We were led into two rooms, one for the women and one for the men, which had all our gear hanging up or neatly stacked on the tables. We tried on thermal plants and shirts, fleece pants and shirts, and a primaloft jacket under insulated overalls. On top of these we had either an “extreme cold weather jacket”, rated to -50 Celsius, or a soft shell jacket that can be combined with another jacket to block the wind and allows for better layering ability. If need be, all three jackets could be worn together. We had special, well-padded merino wool socks, and two kinds of boots. One pair is lighter, rated to -50 Celsius, and the other pair is large with waterproof lining. These big shoes are rated to -100 Celsius and have soles that are 25 mm thick. These are the shoes that we will use to walk out on the ice because they will be best able to keep the cold and water out.
Watch as Joyce Lin, Cindy Furse and David Lubbers demonstrate “layering” on 20+ pounds of cold weather gear. Click HERE.
Of course, these 20 pounds felt heavy when we tried them on. Given that New Zealand is so wonderfully warm at the moment, we were sweating by the time we got to our heavy coats and have no doubts we’ll be able to stay warm in Antarctica. With big boots and overalls, we felt a bit like firemen, and all this clothing will surely give us a good workout when we’re out exploring on the ice.
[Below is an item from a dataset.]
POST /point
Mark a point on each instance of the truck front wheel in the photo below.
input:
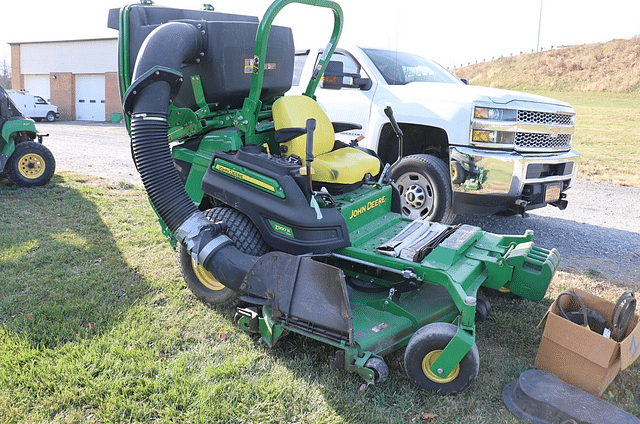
(425, 188)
After getting “kitted out”, we got a basic tour of where we would be going. We will leave at 9am tomorrow on a commercial plane directly south to Scott Base, where they’ve built a landing strip on first year ice. We got a tour of the buildings of Scott Base and shown where we will be working. Based on what we heard today, it should be a really amazing experience!
*Editor’s note: “Today” was November 18, 2010, 4:07am MST.